Connecting the dots…

The boons and busts of assumptions

I’m assuming we all know the choice phrase: “Assumption is the mother of all fuck-ups.” If you don’t, well there is the problem with assumptions right there.

In my previous article I listed 8 behaviours that contribute to a high performing team. The first on that list is:

  1. Test assumptions and inferences.

It’s first for a reason. Humans have evolved advanced behavioural traits to ensure survival on the wild plains of Africa. We are great at pattern recognition, until we’re not. Our assumptions and inferences are examples of our application of pattern recognition. When we see someone behaving in a certain way, we review our memory for events that match that behaviour, then we infer the reason behind the current behaviour from the reasoning behind the historical behaviour. Many times our assumptions are correct, (After all, we did manage to survive this long!) however that’s not always the case. In our modern world, cause and effect can be a lot more complex than: “see a rustle in the bush – must be a lion! – run away and climb tree immediately!” In a business team context we are faced with people from many walks of life, cultural backgrounds and personal experiences. We also have the issue that language doesn’t fully express the nuances of what’s really going on in our thoughts, and that’s not even taking into consideration that many people in our teams are not even communicating in their native language. Put this all together and it becomes obvious why working in a corporate environment can often resemble a war zone.

But it doesn’t have to be. A lot of conflict can easily be avoided by making sure that the initial messages exchanged between people are understood properly. This is where the behaviour of testing assumptions comes into play.

Practically, there are 2 steps to this process:

  1. Becoming aware of the assumptions and inferences you’re making; and
  2. Testing these assumptions with the other party in a way to minimise defensiveness.

Becoming aware is the most difficult. We’re remarkable good at seeing when others are making assumptions but not so good at observing it in ourselves. Understanding the Ladder of Inference makes this process a lot easier. If you understand the steps you go through to come to a decision based on the data that has been supplied, you can stop and question yourself at any point on the ladder.

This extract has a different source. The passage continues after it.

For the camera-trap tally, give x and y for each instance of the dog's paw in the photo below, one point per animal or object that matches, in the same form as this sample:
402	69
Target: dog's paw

Testing these assumptions with the other party then becomes easier.  You first replay what you’ve seen or heard and ask whether they see it differently. Then you play back the assumptions or inferences you’ve made based on that data. If they see it the same way, you are at least seeing or understanding the situation in the same way. If it’s different, you have the opportunity to clarify the situation.

This technique helps both parties realise they’re at least looking at the same hymn-sheet. Whether or not everyone wants to sing that particular hymn is another issue. You may still need to have a difficult conversation.